The Freedom of Information Program Management Office played an especially important role in this regard. Through capacity-building programs, standardization efforts, technical assistance, and sustained engagement with agencies, it helped demonstrate that operationalizing access to information is not only possible but manageable. It also helped build confidence within government that transparency can be implemented without impairing governmental functions.
Combined, these factors explain why the current legislation reflects an unusual degree of convergence among legislators, government agencies, the bureaucracy, media organizations, civil society advocates, and other stakeholders. The bill that emerged from the committee process reflects years of accumulated experience, dialogue, adjustment, trust-building, and learning about how access to information can work in the real world.

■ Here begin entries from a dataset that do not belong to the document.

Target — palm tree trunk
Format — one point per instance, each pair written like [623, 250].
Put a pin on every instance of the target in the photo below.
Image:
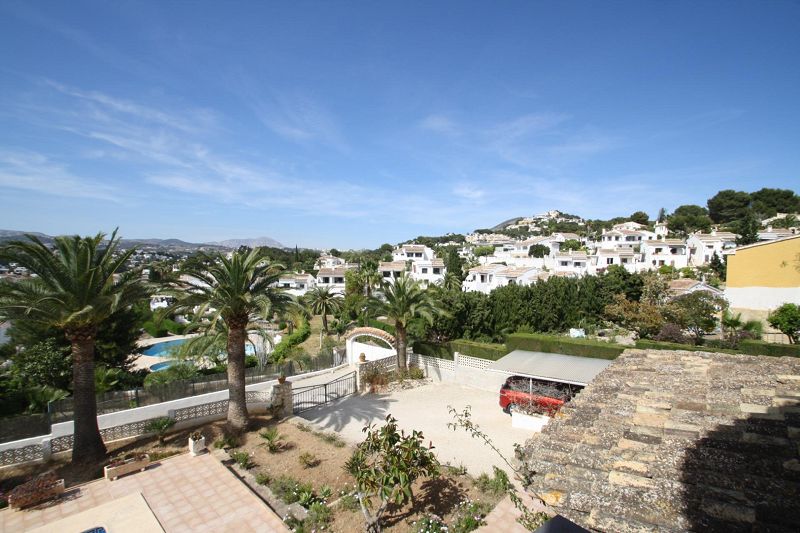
[237, 397]
[401, 341]
[88, 445]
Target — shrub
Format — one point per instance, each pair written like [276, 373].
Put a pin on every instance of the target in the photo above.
[308, 460]
[348, 502]
[283, 348]
[786, 319]
[440, 351]
[536, 342]
[753, 347]
[242, 459]
[481, 350]
[287, 488]
[672, 333]
[645, 344]
[429, 524]
[495, 485]
[469, 516]
[159, 426]
[319, 516]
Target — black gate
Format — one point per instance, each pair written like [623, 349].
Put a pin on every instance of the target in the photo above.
[305, 398]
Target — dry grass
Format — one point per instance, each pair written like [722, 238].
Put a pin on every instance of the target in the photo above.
[438, 496]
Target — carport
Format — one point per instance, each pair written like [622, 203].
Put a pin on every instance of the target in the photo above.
[559, 368]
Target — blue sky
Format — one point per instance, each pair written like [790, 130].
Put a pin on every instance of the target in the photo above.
[350, 124]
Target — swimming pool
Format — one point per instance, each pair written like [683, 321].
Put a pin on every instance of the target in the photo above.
[160, 366]
[162, 349]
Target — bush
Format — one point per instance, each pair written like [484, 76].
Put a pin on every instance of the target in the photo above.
[645, 344]
[388, 328]
[469, 516]
[481, 350]
[440, 351]
[496, 485]
[536, 342]
[283, 348]
[672, 333]
[242, 459]
[753, 347]
[308, 460]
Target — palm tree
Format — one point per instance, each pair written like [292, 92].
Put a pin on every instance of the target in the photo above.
[323, 301]
[369, 276]
[236, 291]
[403, 301]
[78, 285]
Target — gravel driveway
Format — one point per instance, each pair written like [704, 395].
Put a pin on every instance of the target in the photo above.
[425, 409]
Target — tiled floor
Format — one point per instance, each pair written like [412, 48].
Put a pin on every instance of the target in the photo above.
[185, 493]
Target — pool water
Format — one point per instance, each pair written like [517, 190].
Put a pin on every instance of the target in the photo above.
[162, 349]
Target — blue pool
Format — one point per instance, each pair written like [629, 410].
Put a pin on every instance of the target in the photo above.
[162, 349]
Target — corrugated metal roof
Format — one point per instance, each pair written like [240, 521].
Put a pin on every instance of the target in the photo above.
[551, 366]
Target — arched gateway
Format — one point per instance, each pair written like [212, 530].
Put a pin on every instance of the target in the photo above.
[372, 352]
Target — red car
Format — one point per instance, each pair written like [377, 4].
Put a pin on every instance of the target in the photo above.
[548, 396]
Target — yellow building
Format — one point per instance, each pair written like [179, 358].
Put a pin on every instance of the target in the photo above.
[763, 276]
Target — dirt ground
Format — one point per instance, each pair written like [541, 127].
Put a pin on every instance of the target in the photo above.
[439, 496]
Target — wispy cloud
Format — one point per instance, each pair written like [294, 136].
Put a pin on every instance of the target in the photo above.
[34, 172]
[440, 124]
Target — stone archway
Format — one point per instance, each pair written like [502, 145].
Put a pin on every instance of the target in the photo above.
[374, 333]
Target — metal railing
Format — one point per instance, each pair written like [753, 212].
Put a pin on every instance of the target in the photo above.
[113, 401]
[305, 398]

Still, the enactment of an RTI law, should it finally occur, will not represent the culmination of the right-to-know movement. In many respects, it will represent another beginning. The success of an RTI law will still be measured not by the statute nor by the number of requests filed each year, but by whether citizens use information effectively and responsibly, whether public institutions implement the law faithfully and professionally, whether records are properly maintained, whether disclosures are meaningful and timely, and whether information contributes to more informed public participation, stronger accountability, and ultimately, better services and development outcomes.
This is why this moment is so significant. The country may finally be approaching not only the enactment of a law, but the maturation of a democratic culture on the right to information capable of sustaining it. That, more than the legislative milestone alone, is what makes this the most promising moment for the people’s right to know.
Nepomuceno A. Malaluan is a co-convenor of the Right to Know Right Now Coalition (R2KRN). He is also a co-founder and trustee of Action for Economic Reforms (AER).